Anti-racism: against a politicized medicine, by Dr. Michel Tibayrenc

Why current genetic work does not mark the return of

Two leading North American medical associations have just recommended that “race and ethnicity” should no longer be taken into account in all forms of medical research. This parameter could, according to them, increase the risk of discrimination against minorities and lead to minimizing or concealing the role of the environment in public health. In a column in L’Express, Dr. Michel Tibayrenc, doctor of medicine, state doctor of science and director of research emeritus at the Research Institute for Development (IRD)*, worries about this decision. If he praises the anti-racist ulterior motives of the two associations, he points out its limits and the damage that their decision could cause for minorities, contrary to the initial objective. Like other of his colleagues, he recalls on the contrary the need to take into account the genetic diversity of geographical populations in biomedical research.

The debate over the validity of the concept of biological “race” within the human species it’s nothing new. It is not the subject of this forum, which is the impact of this controversy on biomedical research and on the practice of clinical medicine. This problem is indeed coming to the fore again following the decision of two leading North American medical associations, the American Medical Association (AMA) And the American Academy of Pediatrics (AAP)who have just officially recommended that the “race and ethnicity” parameter no longer be taken into account in any medical procedure whatsoever.

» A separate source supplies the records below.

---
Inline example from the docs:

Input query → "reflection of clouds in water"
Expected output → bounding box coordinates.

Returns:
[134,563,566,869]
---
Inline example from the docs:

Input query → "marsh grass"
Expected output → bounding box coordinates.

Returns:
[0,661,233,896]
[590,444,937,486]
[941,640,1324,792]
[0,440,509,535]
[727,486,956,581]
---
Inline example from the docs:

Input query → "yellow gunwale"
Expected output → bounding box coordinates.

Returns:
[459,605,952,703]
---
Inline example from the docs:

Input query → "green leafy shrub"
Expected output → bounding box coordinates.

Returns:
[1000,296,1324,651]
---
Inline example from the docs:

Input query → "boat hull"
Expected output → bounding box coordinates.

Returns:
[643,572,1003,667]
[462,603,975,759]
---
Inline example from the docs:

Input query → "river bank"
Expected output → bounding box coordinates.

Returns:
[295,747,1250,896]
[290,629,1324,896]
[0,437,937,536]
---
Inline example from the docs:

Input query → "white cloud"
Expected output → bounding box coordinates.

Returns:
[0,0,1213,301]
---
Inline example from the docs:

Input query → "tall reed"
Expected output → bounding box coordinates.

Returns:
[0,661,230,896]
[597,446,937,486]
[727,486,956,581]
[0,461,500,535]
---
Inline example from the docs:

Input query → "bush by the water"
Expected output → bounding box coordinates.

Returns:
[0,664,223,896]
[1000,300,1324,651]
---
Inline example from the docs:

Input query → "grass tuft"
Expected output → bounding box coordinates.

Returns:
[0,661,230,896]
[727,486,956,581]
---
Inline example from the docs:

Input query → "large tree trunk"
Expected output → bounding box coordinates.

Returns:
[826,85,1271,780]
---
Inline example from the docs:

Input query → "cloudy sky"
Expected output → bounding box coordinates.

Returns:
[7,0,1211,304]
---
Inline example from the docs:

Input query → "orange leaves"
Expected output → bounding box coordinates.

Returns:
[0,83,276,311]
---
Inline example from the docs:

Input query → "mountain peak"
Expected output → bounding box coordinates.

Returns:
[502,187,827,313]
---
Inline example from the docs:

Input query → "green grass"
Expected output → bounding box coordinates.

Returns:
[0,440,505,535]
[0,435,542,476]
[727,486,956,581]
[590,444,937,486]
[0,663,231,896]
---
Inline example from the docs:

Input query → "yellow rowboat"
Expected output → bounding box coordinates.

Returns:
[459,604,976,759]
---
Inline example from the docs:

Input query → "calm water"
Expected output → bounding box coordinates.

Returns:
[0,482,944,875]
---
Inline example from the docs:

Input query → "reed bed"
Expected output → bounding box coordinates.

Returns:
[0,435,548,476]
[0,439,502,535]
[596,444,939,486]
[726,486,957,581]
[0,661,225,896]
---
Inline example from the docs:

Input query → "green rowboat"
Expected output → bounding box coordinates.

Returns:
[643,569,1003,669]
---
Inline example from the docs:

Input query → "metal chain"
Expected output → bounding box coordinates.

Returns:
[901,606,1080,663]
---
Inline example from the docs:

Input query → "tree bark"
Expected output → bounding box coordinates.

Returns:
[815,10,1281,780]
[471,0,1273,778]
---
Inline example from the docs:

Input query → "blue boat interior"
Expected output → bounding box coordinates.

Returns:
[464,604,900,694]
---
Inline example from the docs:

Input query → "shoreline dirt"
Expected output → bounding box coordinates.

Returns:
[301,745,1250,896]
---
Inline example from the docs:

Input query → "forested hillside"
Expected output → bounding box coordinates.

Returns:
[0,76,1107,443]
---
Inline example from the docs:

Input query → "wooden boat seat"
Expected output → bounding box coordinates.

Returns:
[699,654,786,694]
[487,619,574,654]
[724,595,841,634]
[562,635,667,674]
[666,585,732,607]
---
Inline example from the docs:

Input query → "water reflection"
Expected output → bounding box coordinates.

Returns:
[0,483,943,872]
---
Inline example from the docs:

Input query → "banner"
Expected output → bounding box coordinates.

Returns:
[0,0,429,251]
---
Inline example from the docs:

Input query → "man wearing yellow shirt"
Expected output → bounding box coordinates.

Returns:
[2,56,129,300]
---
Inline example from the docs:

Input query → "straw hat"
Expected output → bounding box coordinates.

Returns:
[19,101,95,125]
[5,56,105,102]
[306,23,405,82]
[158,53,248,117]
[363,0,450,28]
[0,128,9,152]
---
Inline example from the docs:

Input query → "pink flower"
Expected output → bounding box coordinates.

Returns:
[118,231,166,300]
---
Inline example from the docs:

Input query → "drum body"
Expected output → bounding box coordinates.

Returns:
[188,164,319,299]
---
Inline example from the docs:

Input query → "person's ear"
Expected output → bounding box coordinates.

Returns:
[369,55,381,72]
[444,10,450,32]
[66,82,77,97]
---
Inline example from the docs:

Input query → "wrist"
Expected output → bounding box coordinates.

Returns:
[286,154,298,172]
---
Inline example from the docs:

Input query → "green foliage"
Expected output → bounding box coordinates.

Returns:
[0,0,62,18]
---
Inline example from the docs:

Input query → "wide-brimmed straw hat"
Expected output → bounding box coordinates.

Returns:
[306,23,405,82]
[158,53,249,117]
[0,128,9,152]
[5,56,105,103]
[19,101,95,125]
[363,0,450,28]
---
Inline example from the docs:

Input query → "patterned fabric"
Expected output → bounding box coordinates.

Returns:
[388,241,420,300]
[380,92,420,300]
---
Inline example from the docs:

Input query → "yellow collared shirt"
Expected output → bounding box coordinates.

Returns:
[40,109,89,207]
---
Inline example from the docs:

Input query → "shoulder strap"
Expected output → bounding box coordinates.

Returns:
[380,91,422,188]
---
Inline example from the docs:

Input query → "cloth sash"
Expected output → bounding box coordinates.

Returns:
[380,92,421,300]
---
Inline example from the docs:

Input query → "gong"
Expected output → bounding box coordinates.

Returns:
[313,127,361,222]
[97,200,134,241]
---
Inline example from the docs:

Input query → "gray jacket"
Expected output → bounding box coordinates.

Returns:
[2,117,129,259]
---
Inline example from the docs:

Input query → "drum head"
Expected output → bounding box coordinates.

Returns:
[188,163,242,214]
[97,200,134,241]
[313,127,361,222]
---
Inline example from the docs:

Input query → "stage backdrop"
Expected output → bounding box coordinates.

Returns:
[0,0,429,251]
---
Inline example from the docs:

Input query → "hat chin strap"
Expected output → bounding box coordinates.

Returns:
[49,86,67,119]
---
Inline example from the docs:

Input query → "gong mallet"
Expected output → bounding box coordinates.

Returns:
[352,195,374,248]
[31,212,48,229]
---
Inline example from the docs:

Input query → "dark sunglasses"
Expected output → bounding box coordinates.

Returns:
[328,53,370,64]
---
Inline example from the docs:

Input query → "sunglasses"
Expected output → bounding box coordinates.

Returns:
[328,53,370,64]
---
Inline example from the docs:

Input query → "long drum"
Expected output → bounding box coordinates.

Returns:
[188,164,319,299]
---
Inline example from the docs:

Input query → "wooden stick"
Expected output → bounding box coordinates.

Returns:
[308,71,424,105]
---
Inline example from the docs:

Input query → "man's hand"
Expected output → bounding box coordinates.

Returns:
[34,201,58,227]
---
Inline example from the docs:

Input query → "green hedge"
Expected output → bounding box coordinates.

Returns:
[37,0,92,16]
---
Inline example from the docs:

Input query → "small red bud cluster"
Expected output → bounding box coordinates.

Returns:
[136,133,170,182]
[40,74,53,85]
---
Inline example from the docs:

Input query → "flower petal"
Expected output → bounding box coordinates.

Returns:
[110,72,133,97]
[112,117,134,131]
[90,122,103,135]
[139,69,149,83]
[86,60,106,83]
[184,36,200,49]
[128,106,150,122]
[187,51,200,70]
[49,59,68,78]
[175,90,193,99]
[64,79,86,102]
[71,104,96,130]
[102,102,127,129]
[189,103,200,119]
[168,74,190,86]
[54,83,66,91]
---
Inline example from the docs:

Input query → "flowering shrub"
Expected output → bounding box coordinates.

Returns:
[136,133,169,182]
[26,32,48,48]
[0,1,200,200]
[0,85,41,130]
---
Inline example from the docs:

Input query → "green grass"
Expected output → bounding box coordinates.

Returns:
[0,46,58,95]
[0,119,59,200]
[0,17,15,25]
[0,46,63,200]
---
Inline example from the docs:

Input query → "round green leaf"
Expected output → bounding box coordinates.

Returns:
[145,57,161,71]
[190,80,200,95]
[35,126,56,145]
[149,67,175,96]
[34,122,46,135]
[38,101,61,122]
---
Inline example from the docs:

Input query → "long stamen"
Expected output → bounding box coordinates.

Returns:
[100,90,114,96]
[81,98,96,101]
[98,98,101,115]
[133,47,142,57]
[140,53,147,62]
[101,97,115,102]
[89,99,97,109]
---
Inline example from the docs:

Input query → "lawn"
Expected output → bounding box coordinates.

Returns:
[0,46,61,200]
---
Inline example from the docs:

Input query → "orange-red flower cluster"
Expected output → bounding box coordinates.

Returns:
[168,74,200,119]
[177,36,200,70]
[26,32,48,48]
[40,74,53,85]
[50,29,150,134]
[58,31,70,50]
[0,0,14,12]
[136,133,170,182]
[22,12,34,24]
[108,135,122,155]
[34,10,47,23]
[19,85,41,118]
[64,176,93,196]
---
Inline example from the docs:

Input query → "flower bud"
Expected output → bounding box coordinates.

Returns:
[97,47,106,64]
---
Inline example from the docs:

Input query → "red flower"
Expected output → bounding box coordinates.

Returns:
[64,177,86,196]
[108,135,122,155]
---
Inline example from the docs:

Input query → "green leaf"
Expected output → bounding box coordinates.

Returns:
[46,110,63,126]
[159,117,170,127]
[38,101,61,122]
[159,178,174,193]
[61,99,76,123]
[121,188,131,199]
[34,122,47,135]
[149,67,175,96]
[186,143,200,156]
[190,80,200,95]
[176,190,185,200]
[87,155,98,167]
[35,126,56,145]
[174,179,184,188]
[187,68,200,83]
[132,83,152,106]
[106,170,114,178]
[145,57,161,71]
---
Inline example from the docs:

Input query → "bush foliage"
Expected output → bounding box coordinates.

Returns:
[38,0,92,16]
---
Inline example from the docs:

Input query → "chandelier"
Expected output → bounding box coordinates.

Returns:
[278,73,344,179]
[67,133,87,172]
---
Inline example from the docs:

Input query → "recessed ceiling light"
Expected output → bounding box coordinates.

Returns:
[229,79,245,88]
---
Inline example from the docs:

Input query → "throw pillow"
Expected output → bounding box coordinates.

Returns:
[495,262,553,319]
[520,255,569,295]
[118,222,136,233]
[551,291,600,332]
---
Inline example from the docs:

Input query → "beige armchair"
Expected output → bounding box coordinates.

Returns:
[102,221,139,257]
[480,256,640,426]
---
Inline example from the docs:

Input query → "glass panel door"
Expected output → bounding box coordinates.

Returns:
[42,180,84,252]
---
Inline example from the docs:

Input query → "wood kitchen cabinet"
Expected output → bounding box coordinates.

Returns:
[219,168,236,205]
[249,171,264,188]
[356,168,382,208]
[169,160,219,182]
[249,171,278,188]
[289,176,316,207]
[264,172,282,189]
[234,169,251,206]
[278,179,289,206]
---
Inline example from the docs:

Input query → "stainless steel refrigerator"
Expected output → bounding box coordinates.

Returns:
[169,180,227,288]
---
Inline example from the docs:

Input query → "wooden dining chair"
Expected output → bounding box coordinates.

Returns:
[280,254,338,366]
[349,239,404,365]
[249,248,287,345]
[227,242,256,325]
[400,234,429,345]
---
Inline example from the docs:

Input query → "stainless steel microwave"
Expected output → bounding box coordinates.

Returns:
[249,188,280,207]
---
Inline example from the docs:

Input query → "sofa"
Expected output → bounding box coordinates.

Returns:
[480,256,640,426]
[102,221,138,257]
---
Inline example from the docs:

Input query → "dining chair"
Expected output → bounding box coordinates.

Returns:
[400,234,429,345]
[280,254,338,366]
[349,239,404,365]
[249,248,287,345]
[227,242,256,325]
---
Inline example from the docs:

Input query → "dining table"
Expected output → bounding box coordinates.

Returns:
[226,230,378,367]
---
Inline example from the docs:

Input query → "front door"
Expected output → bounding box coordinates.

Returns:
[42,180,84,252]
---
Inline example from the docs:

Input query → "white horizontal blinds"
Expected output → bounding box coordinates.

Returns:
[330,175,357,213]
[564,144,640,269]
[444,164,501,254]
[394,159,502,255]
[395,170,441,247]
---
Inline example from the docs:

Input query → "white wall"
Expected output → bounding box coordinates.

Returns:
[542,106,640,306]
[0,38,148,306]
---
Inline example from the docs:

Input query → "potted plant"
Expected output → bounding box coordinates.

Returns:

In these texts, both associations refer to the categories of “race and ethnicity” identified by the North American Census Bureau, namely white, black or African American, Asian American, Native American/Alaska Native, and Native American. Hawaii/Pacific Islanders. These are categories defined by administrative authorities, doubtless unsatisfactory from a scientific point of view, which the AMA and the AAP do not fail to underline. We can however suspect that the recommendations issued by these two bodies were formulated with moral and political ulterior motives, in the name of anti-racism, which is in itself very estimable. But the ambiguity comes from the fact that what is put forward is not this anti-racist agenda, but rather purely technical, medical and scientific reasons.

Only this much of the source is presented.